Istnieje kilka prostych, „domowych” sposobów na poprawę jakości i ilości śluzu szyjkowego. To m.in.
Woda
Jak łatwo się domyślić, woda to jeden z głównych składników śluzu, dlatego przyjmowanie jej w niewystarczających ilościach wpływa wydatnie na obfitość wydzieliny pochwowej – a raczej jej brak. Wprawdzie o odpowiednie dawki wody powinnyśmy dbać bez względu na moment cyklu, ale w dniach poprzedzających owulację warto wyjątkowo dokładnie liczyć napełniane szklanki.
Zielona herbata
A warto je też napełniać zieloną herbatą. Ten zdrowy napój zawiera dużą ilość tzw. antyoksydantów, które powstrzymują produkcję reaktywnych form tlenu (RFT). Z pewnością nie wszyscy mają tego świadomość, ale tlen w takiej postaci – szczególnie w połączeniu ze stresem, zwiększa ryzyko zaburzeń układu rozrodczego, jak np. zaburzenia jajeczkowania.
Olej z wiesiołka
Słyszał o nim każdy, stosuje – mało kto. Szczególnie w takich, jak opisane niżej cele. Ten cenny olejek dostarcza organizmowi kwasu GLA (gamma-linolenowego), który ma działanie przeciwzapalne oraz – hamuje dokuczliwe objawy PMS! Poza tym, wpływa bardzo korzystnie właśnie na jakość i ilość szyjkowej wydzieliny. Jeśli jednak chcemy skorzystać z jego magicznych właściwości, musimy pamiętać, by przyjmować go w pierwszej fazie cyklu, czyli przed wystąpieniem owulacji. Na efekty nie trzeba długo czekać, bo poprawę obserwuje się już po około 3 miesiącach.
Pokarmy zasadowe
Nietrudno domyślić się, dlaczego. Plemnikom nie sprzyja kwaśne środowisko pochwy, przed którym to chroni je śluz szyjkowy. To właśnie dlatego warto zadbać o dietę, bogatą w składniki, które go dodatkowo nie zakwaszają – głównie warzywa (brukselka, groszek, kalafior, brokuły, czosnek, awokado, kapusta, sałata, słodka papryka, szpinak, fasolka szparagowa, fasola biała, soczewica, ogórki, natka pietruszki, rzodkiewka, seler, pestki dyni, buraki) i owoce (grejpfruty, wiśnie). W czasie starań o dziecko dobrze też ograniczyć takie składniki, jak kawa, alkohol, nabiał, słodycze, mąka pszenna oraz jej przetwory.
Lubrykanty
O tym, że ułatwiają współżycie, zwiększając poślizg, wiemy wszyscy. Ale czy mamy świadomość tego, że poprawiają jakość szyjkowej wydzieliny? To nie wszystko, bo mają też działanie przeciwzapalne. Jeśli jednak chcemy skorzystać z tych „leczniczych” właściwości intymnych żeli, warto poszukać specjalnych, właśnie przyjaznych spermie.
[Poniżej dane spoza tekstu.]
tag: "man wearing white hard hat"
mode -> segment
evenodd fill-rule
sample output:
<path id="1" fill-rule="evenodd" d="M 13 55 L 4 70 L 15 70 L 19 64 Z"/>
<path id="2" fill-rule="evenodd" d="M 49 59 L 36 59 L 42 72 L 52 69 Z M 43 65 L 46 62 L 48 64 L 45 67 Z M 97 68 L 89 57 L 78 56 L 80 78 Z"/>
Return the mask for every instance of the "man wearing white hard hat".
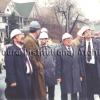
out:
<path id="1" fill-rule="evenodd" d="M 44 63 L 44 75 L 45 75 L 45 84 L 48 90 L 48 99 L 54 100 L 55 96 L 55 67 L 56 67 L 56 56 L 53 55 L 54 47 L 48 45 L 49 36 L 46 32 L 41 32 L 39 36 L 40 40 L 40 50 L 41 57 Z"/>
<path id="2" fill-rule="evenodd" d="M 83 26 L 78 32 L 77 32 L 77 37 L 73 39 L 72 45 L 80 45 L 81 41 L 83 40 L 83 34 L 86 30 L 90 30 L 89 26 Z"/>
<path id="3" fill-rule="evenodd" d="M 43 28 L 41 28 L 41 32 L 46 32 L 46 33 L 48 33 L 48 29 L 45 28 L 45 27 L 43 27 Z"/>
<path id="4" fill-rule="evenodd" d="M 30 23 L 30 33 L 27 34 L 24 39 L 24 46 L 27 49 L 34 70 L 32 80 L 33 100 L 45 100 L 46 97 L 44 66 L 39 55 L 40 51 L 37 41 L 40 34 L 40 29 L 40 23 L 38 21 L 32 21 Z"/>
<path id="5" fill-rule="evenodd" d="M 83 26 L 77 34 L 83 37 L 79 49 L 82 66 L 86 74 L 86 87 L 83 88 L 87 88 L 85 91 L 87 100 L 94 100 L 94 94 L 100 95 L 100 57 L 98 54 L 100 42 L 92 37 L 93 31 L 88 26 Z"/>
<path id="6" fill-rule="evenodd" d="M 62 35 L 62 46 L 57 51 L 57 81 L 61 84 L 61 100 L 78 100 L 81 91 L 82 70 L 79 63 L 78 49 L 72 46 L 72 35 Z"/>
<path id="7" fill-rule="evenodd" d="M 23 49 L 24 33 L 19 29 L 12 30 L 10 34 L 12 45 L 5 53 L 5 69 L 7 87 L 5 95 L 7 100 L 31 99 L 31 72 L 32 65 Z M 30 67 L 31 67 L 31 70 Z"/>
<path id="8" fill-rule="evenodd" d="M 85 31 L 91 30 L 89 26 L 83 26 L 77 33 L 78 36 L 82 36 Z"/>
<path id="9" fill-rule="evenodd" d="M 39 36 L 40 46 L 45 46 L 48 42 L 49 36 L 46 32 L 41 32 Z"/>

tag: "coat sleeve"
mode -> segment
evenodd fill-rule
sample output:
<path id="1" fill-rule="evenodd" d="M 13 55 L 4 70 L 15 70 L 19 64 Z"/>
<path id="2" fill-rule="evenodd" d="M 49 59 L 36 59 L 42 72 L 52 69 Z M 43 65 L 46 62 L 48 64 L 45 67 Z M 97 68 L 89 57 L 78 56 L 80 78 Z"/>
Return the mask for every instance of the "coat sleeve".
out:
<path id="1" fill-rule="evenodd" d="M 85 77 L 85 62 L 84 62 L 84 51 L 81 50 L 81 48 L 78 49 L 78 61 L 79 61 L 79 67 L 80 67 L 80 76 Z"/>
<path id="2" fill-rule="evenodd" d="M 61 78 L 61 64 L 62 60 L 61 60 L 61 55 L 59 55 L 59 50 L 57 50 L 56 53 L 56 78 Z"/>
<path id="3" fill-rule="evenodd" d="M 16 73 L 15 73 L 15 66 L 14 66 L 14 53 L 11 48 L 8 48 L 5 53 L 5 69 L 6 69 L 7 84 L 16 82 Z"/>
Guaifenesin (gwajafenezyna)
To jeden ze składników – syropów na kaszel! Co wspólnego ma infekcja gardła z zapłodnieniem? Niewiele, ale wspomniana substancja ma właściwości, rozrzedzające wydzieliny organizmu – także te intymne. Syrop zaleca się podawać 3 x dziennie po 200 mg od 5. dnia cyklu aż do czasu wystąpienia owulacji. Pamiętajmy jednak, że nie każdy syrop na kaszel ma takie działanie – wyłącznie ten z wspomnianą wyżej substancją.
Jak widać, nie potrzeba wiele, by szyjkowa wydzielina stała się bardziej przyjazna plemnikom!